Dawson climbed into the back, resting his head against the seat, eyes closed. I kept glancing at Daemon, expecting him to say something, anything, but he was focused on the road, his silence a ticking time bomb.

I peeked over the back of the seat. Behind thin slits, he was watching Daemon. “Hey. Dawson…?”

His gaze slid to mine. “Yeah?”

“Do you want to go back to school?” School would keep him busy while we figured out how in the hell to get to Beth. And it matched Daemon’s plan of pretending like we’d pulled one on the DOD while enabling us to keep an eye on Dawson just in case he reneged on his promise. “I mean, I’m sure you can. You could tell everyone you ran away. It happens.”

“People think he’s dead,” Daemon said.

“I’m sure some runaways all across the nation are believed to be dead and aren’t,” I reasoned.

Dawson appeared to consider that. “What do I tell them about Beth?”

“That’s a good question.” Challenge dripped from Daemon’s voice.

I stopped chewing on my finger. “That you both ran away, and you decided to come home. She didn’t.”
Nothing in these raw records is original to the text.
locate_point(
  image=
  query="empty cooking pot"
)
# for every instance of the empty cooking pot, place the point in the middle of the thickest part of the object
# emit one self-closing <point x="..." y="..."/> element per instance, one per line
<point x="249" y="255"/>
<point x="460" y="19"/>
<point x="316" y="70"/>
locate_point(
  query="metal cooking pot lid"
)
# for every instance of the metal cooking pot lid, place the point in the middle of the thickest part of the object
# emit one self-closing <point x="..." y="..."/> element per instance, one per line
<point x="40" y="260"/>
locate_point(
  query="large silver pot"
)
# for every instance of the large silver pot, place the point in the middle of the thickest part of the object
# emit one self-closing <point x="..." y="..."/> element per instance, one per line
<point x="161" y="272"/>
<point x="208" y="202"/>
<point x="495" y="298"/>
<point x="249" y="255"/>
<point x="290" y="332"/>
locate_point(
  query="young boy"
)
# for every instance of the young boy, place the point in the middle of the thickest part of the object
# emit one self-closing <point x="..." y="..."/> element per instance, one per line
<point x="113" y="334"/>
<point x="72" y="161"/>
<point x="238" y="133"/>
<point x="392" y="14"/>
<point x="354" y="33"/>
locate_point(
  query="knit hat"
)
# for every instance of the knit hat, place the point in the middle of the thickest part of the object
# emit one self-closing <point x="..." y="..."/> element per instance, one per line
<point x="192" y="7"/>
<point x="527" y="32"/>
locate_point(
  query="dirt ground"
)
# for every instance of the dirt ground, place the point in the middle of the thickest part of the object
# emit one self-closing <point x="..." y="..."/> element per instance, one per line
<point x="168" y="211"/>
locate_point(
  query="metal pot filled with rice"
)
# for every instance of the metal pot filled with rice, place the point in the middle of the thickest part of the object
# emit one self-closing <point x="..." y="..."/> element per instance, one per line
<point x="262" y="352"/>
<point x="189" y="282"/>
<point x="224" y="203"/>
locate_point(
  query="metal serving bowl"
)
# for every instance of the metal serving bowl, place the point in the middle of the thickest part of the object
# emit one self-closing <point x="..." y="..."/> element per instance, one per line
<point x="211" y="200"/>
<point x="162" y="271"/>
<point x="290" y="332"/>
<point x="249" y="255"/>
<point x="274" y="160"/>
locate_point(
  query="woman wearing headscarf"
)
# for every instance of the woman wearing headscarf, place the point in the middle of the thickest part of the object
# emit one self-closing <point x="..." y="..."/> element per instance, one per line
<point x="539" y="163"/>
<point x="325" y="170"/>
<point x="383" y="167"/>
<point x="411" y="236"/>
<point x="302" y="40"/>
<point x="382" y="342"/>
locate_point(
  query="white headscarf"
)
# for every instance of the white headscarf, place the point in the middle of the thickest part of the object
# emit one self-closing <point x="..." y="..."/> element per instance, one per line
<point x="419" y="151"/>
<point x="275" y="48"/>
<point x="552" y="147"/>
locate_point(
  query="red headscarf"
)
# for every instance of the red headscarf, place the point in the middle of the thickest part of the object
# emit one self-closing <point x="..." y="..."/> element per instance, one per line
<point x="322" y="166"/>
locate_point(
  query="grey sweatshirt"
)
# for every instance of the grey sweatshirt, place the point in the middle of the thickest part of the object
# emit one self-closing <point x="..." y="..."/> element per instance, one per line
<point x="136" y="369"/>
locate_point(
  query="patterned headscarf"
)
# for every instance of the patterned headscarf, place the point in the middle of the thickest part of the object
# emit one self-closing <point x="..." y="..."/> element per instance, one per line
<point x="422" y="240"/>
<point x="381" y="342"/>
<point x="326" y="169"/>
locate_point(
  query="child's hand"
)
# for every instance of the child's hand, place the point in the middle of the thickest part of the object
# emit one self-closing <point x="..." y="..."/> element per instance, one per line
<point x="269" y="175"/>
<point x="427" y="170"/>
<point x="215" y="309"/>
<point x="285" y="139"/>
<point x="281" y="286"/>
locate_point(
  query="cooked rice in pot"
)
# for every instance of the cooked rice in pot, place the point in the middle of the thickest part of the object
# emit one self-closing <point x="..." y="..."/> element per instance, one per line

Leaning forward, Dawson rested his chin in the palms of his hands. “Better than sitting around thinking about everything.”

Damn straight. He’d go crazy if he did.

“He’d have to get registered for classes,” Daemon said, fingers tapping off the steering wheel. “I’ll talk to Matthew. See what we can do to get it taken care of.”

Thrilled Daemon was finally getting behind this, I settled back and smiled. Crisis averted. Now only if I could fix everything else so easily.

Dee was waiting on the front porch when we pulled into the driveway, Andrew standing sentry beside her. Dawson slid out of the backseat and approached his sister. Words were exchanged, too low for me to hear, and then they embraced each other.

That was an amazing kind of love. Different from what my parents had shared but still strong and unbreakable. No matter what crazy hell they put each other through.

“I thought I told you to go home.”

I hadn’t realized I was smiling until it faded at the sound of Daemon’s voice. I looked at him and felt my heart drop. Yeah, here was the trouble promised earlier. “I had to help.”

He looked out the windshield. “What would you have done if it wasn’t Dawson you came upon, but me fighting the DOD or whatever the hell the other group is?”


Daedalus,” I said. “And if it were them, I would’ve still helped.”

“Yeah, and that’s what I have a problem with.” He got out of the SUV, leaving me staring at him.

Drawing in a frustrated breath, I climbed out. He was leaning against the bumper, arms folded over his chest. He didn’t look at me when I stopped beside him. “I know you’re upset because you worry about me, but I’m not going to be the girl who sits at home and waits for the hero to wipe out the villains.”

“This isn’t a book,” he snapped.

“Well, duh—”

“No. You don’t get it.” He turned to me, furious. “This isn’t a paranormal fantasy or whatever the hell it is you read. There is no set plot or clear idea of where any of this is going. The enemies aren’t obvious. There are no guaranteed happy endings and you—” He lowered his head so we were eye level. “You are not a superhero, no matter what the hell you can do.”

Wow. He’d really been stalking my blog. But not the point. “I know this isn’t a book, Daemon. I’m not stupid.”

“You’re not?” He laughed without humor. “Because being smart isn’t rushing off after me.”

“The same could be said about you!” My anger now matched his. “You ran off after Dawson without knowing what you were getting into.”